Pour certains Américains âgés, travailler n'est pas une option. Un octogénaire continue de travailler chez Home Depot malgré son insuffisance cardiaque.

Lydia Hinds, 81 ans, travaille à temps partiel chez Home Depot pour subvenir aux besoins financiers de son foyer. Avec son mari Bill, 90 ans, ils font face à des difficultés économiques croissantes. Malgré ses soucis de santé et ses maigres revenus, Lydia s’accroche à son emploi pour maintenir leur appartement en un contexte financier alarmant.

  • De nombreux Américains âgés de plus de 80 ans travaillent encore pour subvenir à leurs besoins.
  • Le couple Hinds doit faire face à une précarité financière et des revenus faibles.
  • La crise économique aggrave leur situation, limitant leur accès au logement et aux soins.
  • Les relations sociales restent essentielles pour surmonter ces difficultés.

Pour certains Américains âgés, travailler n’est pas une option. Un octogénaire continue de travailler chez Home Depot malgré son insuffisance cardiaque.

Une vie professionnelle sous pression

Lydia Hinds se sent « piégée » par la nécessité de travailler malgré sa santé déclinante. Après une journée épuisante à Home Depot à Berlin (Connecticut) où elle doit nettoyer des appareils électroménagers et aider les clients, elle ne peut même pas terminer son service prévu de cinq heures.

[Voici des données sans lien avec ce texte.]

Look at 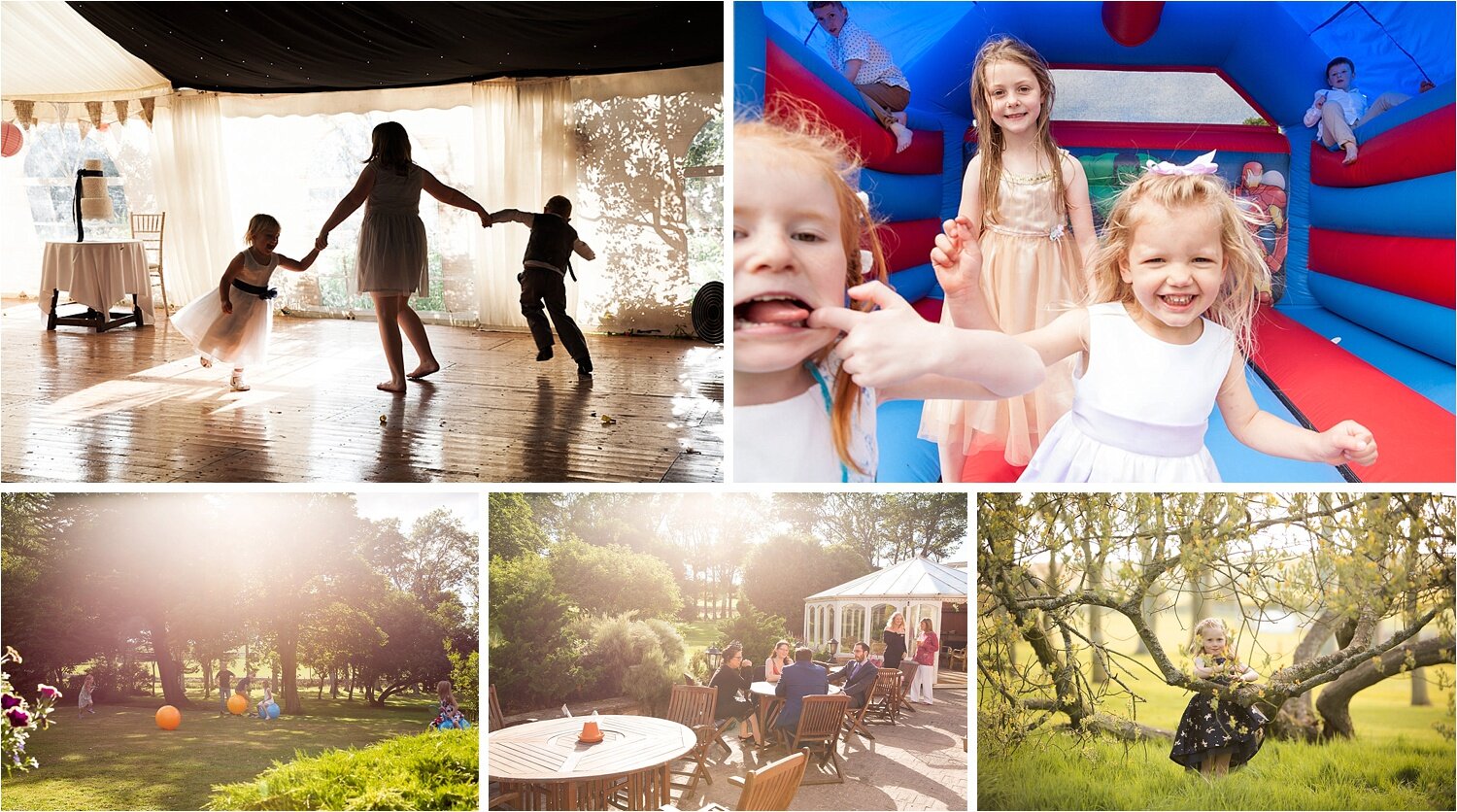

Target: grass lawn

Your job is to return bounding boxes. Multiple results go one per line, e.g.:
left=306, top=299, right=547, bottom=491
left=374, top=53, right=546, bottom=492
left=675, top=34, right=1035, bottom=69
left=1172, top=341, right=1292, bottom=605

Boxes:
left=976, top=635, right=1457, bottom=809
left=678, top=620, right=720, bottom=649
left=0, top=691, right=455, bottom=809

« Je me sens piégée au travail, mais je ne peux pas arrêter », confie Lydia tout en câlinant leur chien basset hound Brigette. Son mari Bill appuie sa femme mais peine à trouver un emploi en raison de problèmes de santé croissants liés à son âge.

Des revenus précaires

Le couple dépend d’un revenu modeste : près de 4 600 dollars par mois provenant notamment des prestations sociales et d’une petite pension que touche Bill pour payer leur loyer élevé de 1 400 dollars ainsi que leurs autres frais tels que l’assurance automobile (236 dollars) et les remboursements médicaux (426 dollars). Lorsqu’une baisse du nombre d’heures travaillées survient soudainement, passant parfois de 22 heures à seulement 17 heures, la situation est devenue critique.

« Que va-t-on manger ce soir ? », se demande Lydia après avoir découvert qu’il ne leur restait que 44 cents dans leurs économies il y a quelques semaines.

Leudeurs sur le marché du travail

Plus d’un demi-million Américains âgés de plus de 80 ans travaillent encore, représentant environ 4 % de la génération silencieuse. Les personnes âgées s’inscrivent plus rarement seules dans le monde actif aujourd’hui car les défis financiers sont insurmontables et augmentent avec l’inflation galopante actuelle.

Carly Roszkowski, vice-présidente chez AARP, souligne que « la tranche d’âge des 75 ans et plus constitue le segment le plus dynamique du marché du travail. »

Cependant, beaucoup peinent contre divers maux tels que la solitude ou des problèmes liés aux coûts accrus qui les poussent encore vers cette précarité économique.

Relations humaines

Malgré ces difficultés économiques croissantes désignant souvent leurs rapports sociaux limités comme un fardeau émotionnel accru « nous sommes en grande détresse », dit Lydia. Leur relation amoureuse est décrite comme centrée sur une intimité robuste : “Nous sommes des âmes sœurs”, ajoute-t-elle affectueusement en parlant puisque c’est surtout ce lien qui aide chaque jour.

Ils aspirent tous deux à quitter leur appartement dont le loyer augmente régulièrement, jusqu’à près de 300 dollars depuis qu’ils y ont emménagé, mais n’ont nulle part où aller tant qu’ils attendent une place dans une installation d’accueil coûtant environ 1 650 dollars par mois, refusée sans pas assez d’économies accumulées.

Les histoires telles que celle des Hinds révèlent aussi comment la crise économique frappe violemment certains segments vulnérablesforce autant qu’elle incarne au milieu tantôt éloignement social tantôt renforcement familial dans une solidarité pointue contre les dangers matériels.

Passionné de sport et grand fan de la NBA je m’intéresse autant aux grands événements internationaux qu’aux histoires humaines qui se jouent en coulisses. Curieux et amateur de voyages, j’aime transmettre l’énergie et les émotions qui font vibrer le monde du sport.